The annual Prix De West art show at the National Cowboy and Western Heritage Museum will come to a close on Aug. 4.
The exhibition features more than 300 paintings and sculptures, created by the finest contemporary Western artists in the nation. The art showcases all aspects of the west, from cattle drives to Native American culture. Other works include historical subject matter that reflects the early days of the West, to more contemporary and impressionistic artistic expressions. Landscapes, wildlife art and illustrative scenes are showcased in the world-class exhibition.
The show opened June 7 with a sale, though pieces can still be purchased. Visitors can tour the show with paid museum admission. (Our friends at the Oklahoma City Convention and Visitors Bureau have an admission coupon on their site.)
Since the art has been at the museum for more than a month, VeloCity asked the museum staff to share its favorite works.
This was the top pick from Visitor Center Assistant Hope Smashey.
"I love this piece for a variety of reasons," she said. "First, the beautiful contrast of color and light gives this piece a certain nostalgic feel which helps capture the romanticized view of the west. Also, Annie's tentative gaze as she prepares to aim her rifle capture the imagination of the viewer. Not to be forgotten, are the two onlookers just to the right of Annie: Buffalo Bill and Sitting Bull--which adds just the right touch to the setting that the artist seeks to create.”
Assistant Preparator Robbie Bowman said she this cozy wolf was her favorite.

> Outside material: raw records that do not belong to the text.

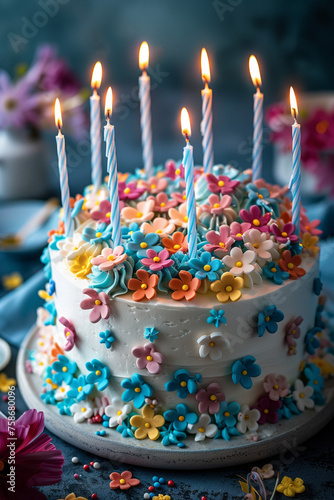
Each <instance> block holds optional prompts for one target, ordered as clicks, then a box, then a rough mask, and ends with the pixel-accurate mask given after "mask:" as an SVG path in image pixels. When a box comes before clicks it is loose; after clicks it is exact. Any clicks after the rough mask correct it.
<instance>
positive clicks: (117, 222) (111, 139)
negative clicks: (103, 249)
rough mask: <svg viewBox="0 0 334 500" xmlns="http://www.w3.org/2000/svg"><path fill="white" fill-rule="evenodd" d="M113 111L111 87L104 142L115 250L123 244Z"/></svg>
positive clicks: (107, 95) (106, 106)
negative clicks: (118, 191)
mask: <svg viewBox="0 0 334 500" xmlns="http://www.w3.org/2000/svg"><path fill="white" fill-rule="evenodd" d="M111 110H112V91H111V88H110V87H109V89H108V92H107V97H106V115H107V124H106V125H105V127H104V141H105V143H106V157H107V170H108V173H109V183H108V187H109V191H110V203H111V212H110V222H111V225H112V240H113V248H116V247H117V246H119V245H121V244H122V232H121V212H120V208H119V196H118V179H117V158H116V146H115V128H114V126H113V125H111V124H110V115H111Z"/></svg>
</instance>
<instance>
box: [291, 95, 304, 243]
mask: <svg viewBox="0 0 334 500" xmlns="http://www.w3.org/2000/svg"><path fill="white" fill-rule="evenodd" d="M290 107H291V114H292V116H293V118H294V123H293V125H292V174H291V179H290V184H289V188H290V190H291V193H292V224H294V225H295V226H296V230H295V233H296V234H297V235H299V226H300V204H301V193H300V183H301V169H300V125H299V123H298V122H297V115H298V107H297V99H296V96H295V93H294V90H293V88H292V87H290Z"/></svg>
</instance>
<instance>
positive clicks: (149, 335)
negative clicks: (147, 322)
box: [144, 327, 159, 342]
mask: <svg viewBox="0 0 334 500" xmlns="http://www.w3.org/2000/svg"><path fill="white" fill-rule="evenodd" d="M158 333H159V330H157V329H156V328H154V327H151V328H145V332H144V338H145V339H146V340H148V341H149V342H154V341H155V339H157V338H158Z"/></svg>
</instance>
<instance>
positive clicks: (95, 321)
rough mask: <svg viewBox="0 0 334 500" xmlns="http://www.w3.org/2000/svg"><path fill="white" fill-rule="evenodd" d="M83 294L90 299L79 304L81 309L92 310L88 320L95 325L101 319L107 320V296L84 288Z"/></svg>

“Arctic Soul is my favorite for several reasons," she said. "I see a lot of artwork in the museum, and nobody can paint hair like Bonnie Marris. In addition to her technical skill, she also has an amazing ability to capture an animal’s personality, which almost makes them seem human. Arctic Soul is aptly named, because the viewer seems to see the wolf’s soul through its eyes. I just think it’s a wonderful piece. Plus, the wolf looks a lot like my dog (which is always a bonus!).”

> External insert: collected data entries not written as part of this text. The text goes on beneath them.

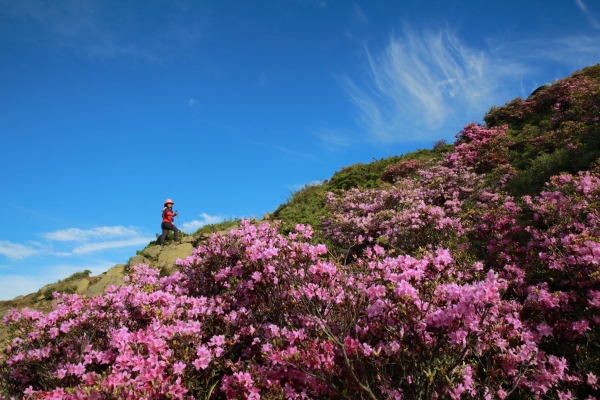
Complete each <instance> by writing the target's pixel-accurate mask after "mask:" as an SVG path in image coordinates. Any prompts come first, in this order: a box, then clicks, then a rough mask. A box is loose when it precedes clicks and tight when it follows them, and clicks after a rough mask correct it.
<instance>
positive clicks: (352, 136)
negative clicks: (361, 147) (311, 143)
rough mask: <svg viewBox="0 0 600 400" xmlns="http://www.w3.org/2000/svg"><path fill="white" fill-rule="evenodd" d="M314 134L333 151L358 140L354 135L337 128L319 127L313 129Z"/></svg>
mask: <svg viewBox="0 0 600 400" xmlns="http://www.w3.org/2000/svg"><path fill="white" fill-rule="evenodd" d="M313 135H314V136H315V137H316V138H318V139H319V140H321V141H322V142H323V144H324V145H325V147H326V148H328V149H329V150H331V151H338V150H341V149H342V148H344V147H348V146H351V145H353V144H355V143H356V142H357V139H356V138H355V137H354V135H352V134H350V133H348V132H346V131H340V130H336V129H330V128H319V129H315V130H313Z"/></svg>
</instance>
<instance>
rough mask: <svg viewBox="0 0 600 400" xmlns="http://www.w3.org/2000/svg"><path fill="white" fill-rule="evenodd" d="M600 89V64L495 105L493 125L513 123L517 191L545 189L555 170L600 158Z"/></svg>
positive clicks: (569, 167) (513, 151)
mask: <svg viewBox="0 0 600 400" xmlns="http://www.w3.org/2000/svg"><path fill="white" fill-rule="evenodd" d="M599 94H600V64H599V65H596V66H593V67H588V68H585V69H583V70H582V71H579V72H576V73H574V74H573V75H572V76H570V77H568V78H565V79H561V80H559V81H556V82H554V83H553V84H552V85H548V86H541V87H539V88H538V89H536V90H535V91H534V92H533V93H532V94H531V95H530V96H529V97H528V98H527V99H526V100H523V99H521V98H516V99H515V100H513V101H511V102H508V103H507V104H505V105H504V106H502V107H492V108H491V109H490V111H489V112H488V113H487V115H486V116H485V117H484V121H485V122H486V124H487V126H488V127H493V126H502V125H507V126H508V131H507V138H506V139H507V140H506V147H507V149H508V153H507V157H508V160H509V161H510V163H511V165H512V166H513V167H514V168H515V172H516V174H515V177H514V178H513V179H512V181H511V182H510V185H509V187H510V192H511V194H512V195H515V196H521V195H525V194H528V195H532V194H535V193H539V191H540V190H541V189H542V188H543V186H544V183H545V182H547V181H548V180H549V178H550V176H552V175H556V174H559V173H561V172H568V173H576V172H577V171H581V170H587V169H589V168H590V165H591V164H592V163H593V162H594V161H596V160H597V159H598V158H600V123H599V117H600V102H599V100H598V98H599V96H598V95H599Z"/></svg>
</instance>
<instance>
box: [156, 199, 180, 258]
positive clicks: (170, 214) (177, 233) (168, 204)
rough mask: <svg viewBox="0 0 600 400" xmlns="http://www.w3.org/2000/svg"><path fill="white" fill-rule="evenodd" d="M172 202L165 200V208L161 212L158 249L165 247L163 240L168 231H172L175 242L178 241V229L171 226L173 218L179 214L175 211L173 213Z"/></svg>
mask: <svg viewBox="0 0 600 400" xmlns="http://www.w3.org/2000/svg"><path fill="white" fill-rule="evenodd" d="M173 204H175V203H174V202H173V200H171V199H167V200H165V208H163V212H162V218H163V220H162V223H161V224H160V227H161V229H162V230H163V233H162V236H161V237H160V247H164V246H165V238H166V237H167V234H168V233H169V231H173V233H174V234H175V241H176V242H177V241H178V239H179V229H177V227H176V226H175V224H173V217H175V216H177V214H179V213H178V212H177V211H175V212H173Z"/></svg>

Annie Oakley Society Coordinator Joel Penuel chose A Chasm of Sublime: Plateau Point by Curt Walters as his top pic.
“This piece stands out to me because of Walters' use of depth, shadows, and light within this landscape painting," he said. "Walters transports the viewer into the picture frame, and it feels as if the viewer is standing at the edge of the Grand Canyon. As the viewer approaches the artwork, they soon notice that they are looking down into the depths of the vast chasms of the Grand Canyon and out toward the endless cloud-filled Arizona horizon. Walters use of light and shadows gives the painting a realistic sunlight effect that reflects off of the cliffs through the overcast sky. One of the most fascinating details for me is the clay-colored river that runs through the center of the gorge. Like the cliffs, the water also reflects the Arizona sun giving the painting almost a photo-realistic effect. Shadows from the high clouds and rocks create depth and interest onto the surface of the river below. Walters' use of light and shadows is what makes this piece my favorite this year.”